I hope he won’t claim that reason drove him out of his mind.

The Last Posek (2020-11-03)

And if the sorcerers could fly people on carpets from Europe to America, they too would be saved from my rulings.
And if grandmothers had wheels, they too would be saved from your rulings.
And if and if.
On the ground they did nothing. Meaning, they were just charlatans or naïfs who were trapped.

And indeed the kabbalist magicians tried to say that there is practical Kabbalah and created amulets claiming that they are effective. That is, the technology Kabbalah developed is the amulet industry. Sorcerers.

Doron (2020-11-03)

In my fantasies I was born in a dictatorship of thought in which I am a cruel tyrant regulating the thoughts of the subjects—the decisors, the early and later authorities—and even punishing them for every stupidity that issues from the place where their brains ought to have been.
A sweet fantasy.

Michi (2020-11-03)

Nice 🙂

Interested (2020-11-03)

That is precisely the point: Maimonides does not cross the red line (the eternity of Aristotle), whereas M.A. does. Therefore Maimonides has commitment to Torah and tradition, and M.A. does not.

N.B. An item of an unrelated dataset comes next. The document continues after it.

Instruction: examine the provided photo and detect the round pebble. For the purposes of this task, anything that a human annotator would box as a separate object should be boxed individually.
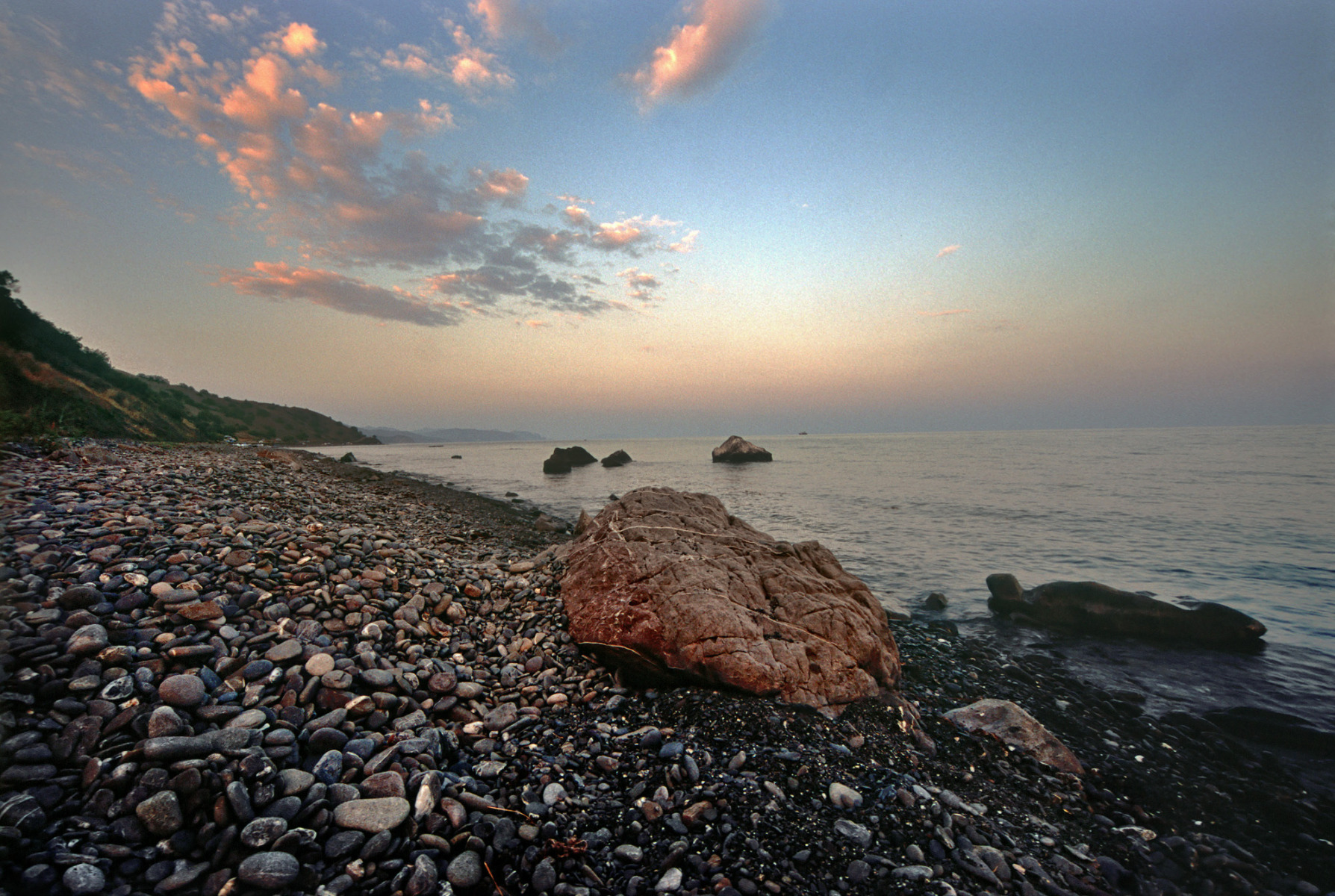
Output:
[60,864,107,896]
[158,676,207,708]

A tale of two engineers (2020-11-03)

With God’s help, 16 Heshvan 81

The idea that one can erase from Judaism the principle of providence and recompense, with which all the sacred writings are filled, reminds me of the joke:

There was once a story of two engineer friends who lived in two different countries behind the ‘Iron Curtain.’ One day one visited his friend and saw that he lived in a magnificent villa, and asked: ‘How is it possible in a communist country to get to a villa like this?’ The host took him to the window and asked: ‘Do you see the bridge over the river? I built that bridge, “and of all that You give me I will surely tithe to You.”’

After two years, the guest paid a return visit to his host and saw that he lived in a splendid castle, and asked: ‘How did you manage in a communist country to get to such a splendid castle?’ The host took him to the window and asked: ‘Do you see the bridge over the river?’ The guest replied: ‘I don’t see any bridge.’ The host answered: ‘That bridge, which you don’t see—I built it…’ 🙂

With a blessing of ‘workers’ solidarity,’ Sazio Levinsko

Shrael Feuerlicht (2020-11-03)

Something I would be happy to read an explanation of, or a place where you elaborate:
If there are no gaps in nature, then in fact there is also no free choice, right?
That is, where does free choice take place within deterministic nature?
And if you found a place where nature is not deterministic, and therefore free choice exists there, can providence not dwell there as well? (Even if only as “providence tilts a person’s free choice so that it will bring deliverance to some individual”?)